Georges s'approcha aussitôt de Jeannette en lui souriant : "Assieds-toi. Veux-tu quelque chose à boire ?" demanda-t-il en lui offrant une chaise. Léonice, jalouse, partit en claquant la porte. Jeannette demanda ce qu'elle avait. Georges très vite dit : " Ne t'en fais pas, elle est juste un peu énervée parce que nous venons de nous séparer. " Jeannette, étonnée, demanda : " Vous venez de vous séparer ? "
- Oui, c'était ma fiancée mais c'est fini maintenant, dit-il en souriant d'un air malicieux. Allons ! oublions ça. J'ai une proposition à te faire. Je m'en vais à Caen pour travailler, veux-tu venir avec moi ?
- Il faut que je réfléchisse car j'ai mes frères qui sont ici et je n'ai personne pour s'en occuper, à part Yvette, la plus grande de mes sœurs.
- On se revoit demain, chez moi, pour en parler, dit Georges.
- Oui, je vais en parler à ma sœur. A demain. "

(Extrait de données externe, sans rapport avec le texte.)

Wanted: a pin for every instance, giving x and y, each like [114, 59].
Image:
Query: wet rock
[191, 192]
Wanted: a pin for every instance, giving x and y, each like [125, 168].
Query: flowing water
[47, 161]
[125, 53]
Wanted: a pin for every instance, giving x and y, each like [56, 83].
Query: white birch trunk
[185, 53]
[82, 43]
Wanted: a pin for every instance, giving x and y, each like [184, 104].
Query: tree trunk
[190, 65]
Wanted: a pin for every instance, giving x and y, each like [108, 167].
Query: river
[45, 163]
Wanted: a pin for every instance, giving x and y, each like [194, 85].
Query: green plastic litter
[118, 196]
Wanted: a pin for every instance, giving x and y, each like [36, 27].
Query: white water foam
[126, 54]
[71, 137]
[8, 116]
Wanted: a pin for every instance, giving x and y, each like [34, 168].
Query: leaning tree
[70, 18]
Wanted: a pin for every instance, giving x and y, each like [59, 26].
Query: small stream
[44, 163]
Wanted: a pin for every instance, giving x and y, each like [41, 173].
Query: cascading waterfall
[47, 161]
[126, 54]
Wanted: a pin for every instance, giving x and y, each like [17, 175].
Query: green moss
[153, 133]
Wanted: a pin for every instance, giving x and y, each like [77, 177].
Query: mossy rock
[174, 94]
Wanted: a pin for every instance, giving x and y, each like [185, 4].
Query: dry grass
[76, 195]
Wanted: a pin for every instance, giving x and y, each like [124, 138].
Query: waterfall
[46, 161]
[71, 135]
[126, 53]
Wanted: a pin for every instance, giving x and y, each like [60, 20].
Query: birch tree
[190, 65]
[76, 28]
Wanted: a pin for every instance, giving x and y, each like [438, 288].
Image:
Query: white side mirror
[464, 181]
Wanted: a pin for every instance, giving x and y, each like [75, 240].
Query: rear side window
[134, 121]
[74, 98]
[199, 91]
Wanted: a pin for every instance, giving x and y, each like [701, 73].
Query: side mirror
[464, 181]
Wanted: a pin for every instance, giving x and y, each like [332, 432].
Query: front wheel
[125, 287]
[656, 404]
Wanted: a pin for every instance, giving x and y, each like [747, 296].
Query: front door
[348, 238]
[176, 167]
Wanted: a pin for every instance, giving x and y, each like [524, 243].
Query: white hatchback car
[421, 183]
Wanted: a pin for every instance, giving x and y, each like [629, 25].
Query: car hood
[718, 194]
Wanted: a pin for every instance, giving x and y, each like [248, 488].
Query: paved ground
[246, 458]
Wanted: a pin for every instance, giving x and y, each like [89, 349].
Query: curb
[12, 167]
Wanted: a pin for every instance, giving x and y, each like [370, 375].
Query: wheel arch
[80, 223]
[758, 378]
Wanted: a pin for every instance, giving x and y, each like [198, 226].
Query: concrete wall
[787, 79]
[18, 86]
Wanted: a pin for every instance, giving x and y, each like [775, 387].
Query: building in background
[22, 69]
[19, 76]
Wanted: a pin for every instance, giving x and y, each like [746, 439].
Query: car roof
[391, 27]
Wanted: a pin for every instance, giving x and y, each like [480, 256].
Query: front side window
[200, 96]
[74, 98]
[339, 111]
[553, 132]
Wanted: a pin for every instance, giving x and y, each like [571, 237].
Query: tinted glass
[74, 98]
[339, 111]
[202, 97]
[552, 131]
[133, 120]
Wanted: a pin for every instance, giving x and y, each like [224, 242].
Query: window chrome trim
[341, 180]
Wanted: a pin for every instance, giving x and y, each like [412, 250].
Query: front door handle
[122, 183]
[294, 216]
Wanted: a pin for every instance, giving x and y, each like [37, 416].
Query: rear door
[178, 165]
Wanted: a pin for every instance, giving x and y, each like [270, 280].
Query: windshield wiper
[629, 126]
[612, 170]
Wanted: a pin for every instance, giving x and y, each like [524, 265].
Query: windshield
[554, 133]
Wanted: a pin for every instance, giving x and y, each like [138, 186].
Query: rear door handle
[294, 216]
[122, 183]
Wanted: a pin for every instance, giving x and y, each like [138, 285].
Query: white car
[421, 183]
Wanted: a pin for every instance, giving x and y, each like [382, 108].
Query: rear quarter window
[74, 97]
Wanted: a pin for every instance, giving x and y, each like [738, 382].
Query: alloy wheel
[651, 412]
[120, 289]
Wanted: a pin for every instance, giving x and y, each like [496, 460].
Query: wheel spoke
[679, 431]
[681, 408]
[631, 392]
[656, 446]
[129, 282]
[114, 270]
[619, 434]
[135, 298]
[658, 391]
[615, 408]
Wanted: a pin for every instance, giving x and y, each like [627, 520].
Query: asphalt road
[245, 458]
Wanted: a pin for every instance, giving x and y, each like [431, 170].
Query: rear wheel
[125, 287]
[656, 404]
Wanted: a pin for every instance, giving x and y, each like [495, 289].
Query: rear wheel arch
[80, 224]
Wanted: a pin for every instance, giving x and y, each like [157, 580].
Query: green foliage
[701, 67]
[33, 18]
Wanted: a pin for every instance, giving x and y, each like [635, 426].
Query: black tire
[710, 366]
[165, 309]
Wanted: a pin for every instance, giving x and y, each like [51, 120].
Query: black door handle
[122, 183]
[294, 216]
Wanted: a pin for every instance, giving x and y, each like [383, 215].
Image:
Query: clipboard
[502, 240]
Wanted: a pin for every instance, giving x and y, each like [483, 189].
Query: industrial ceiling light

Jeannette rentra chez elle, préoccupée par la proposition de Georges. Enfin arrivée à la maison, elle vit Yvette en train de donner à manger à ses frères et pensa qu'elle pourrait s'en occuper. Elle lui dit : " Tu sais, Georges m'a proposé d'aller à Caen avec lui. Je pourrai y gagner plus d'argent qu'à l'usine Lambert-Fournet et ainsi je t'en enverrai tous les mois. Il ne faudra pas trop dépenser... Bien sûr, si tu es d'accord.
- Ca ne me dérange pas, au contraire, nous aurons plus d'argent pour manger, répondit Yvette enthousiaste.
- Bien, je le dirai à Georges pour que l'on prépare notre départ. "

Le lendemain, comme prévu Georges l'attendait chez lui. Jeannette lui expliqua qu'Yvette était d'accord et qu'elle lui enverrait de l'argent tous les mois pour manger.

I I I

Huit jours plus tard, ils partirent à Caen. Georges se rendit directement chez son futur patron, rue aux Fèvres. La forge était signalée par une girouette en tôle découpée représentant une silhouette de cheval et s'ouvrait sur la rue par une grande porte de bois. Il frappa avec le heurtoir à la porte et ils attendirent tous les deux, impatients, inquiets mais heureux. Une voix forte leur cria d'entrer. Georges poussa le lourd battant et fut impressionné par les dimensions de la forge. L'atelier était composé de la forge avec l'âtre surmonté d'une hotte énorme, d'un soufflet de cuir, gigantesque, de deux enclumes et de deux augets en granite pour la trempe.

Ils aperçurent le forgeron, fort, grand avec de larges mains semblables à des pinces de crabe. Il vint à leur rencontre : " Bonjour mes amis ! Tu es bien Georges Favre, mon nouvel ouvrier ? " Georges acquiesça. Puis il regarda Jeannette et demanda : " Est-ce votre épouse ?
- C'est bientôt ma fiancée, dit il regardant Jeannette en souriant. Elle est venue avec moi pour trouver du travail. "
Le forgeron s'exclama : " Ah oui ! j'ai ce qu'il vous faut ! Ma femme cherche une bonne pour s'occuper de nos quatre enfants et pour faire le ménage. Si cela vous intéresse ? " Jeannette, heureuse accepta aussitôt la proposition.

Le lendemain, ils étaient tous les deux au travail et tout se passa très bien, si bien que deux mois plus tard, ils retournèrent à Lisieux pour se marier. Ensuite, ils firent venir à Caen toute la petite famille de Jeannette.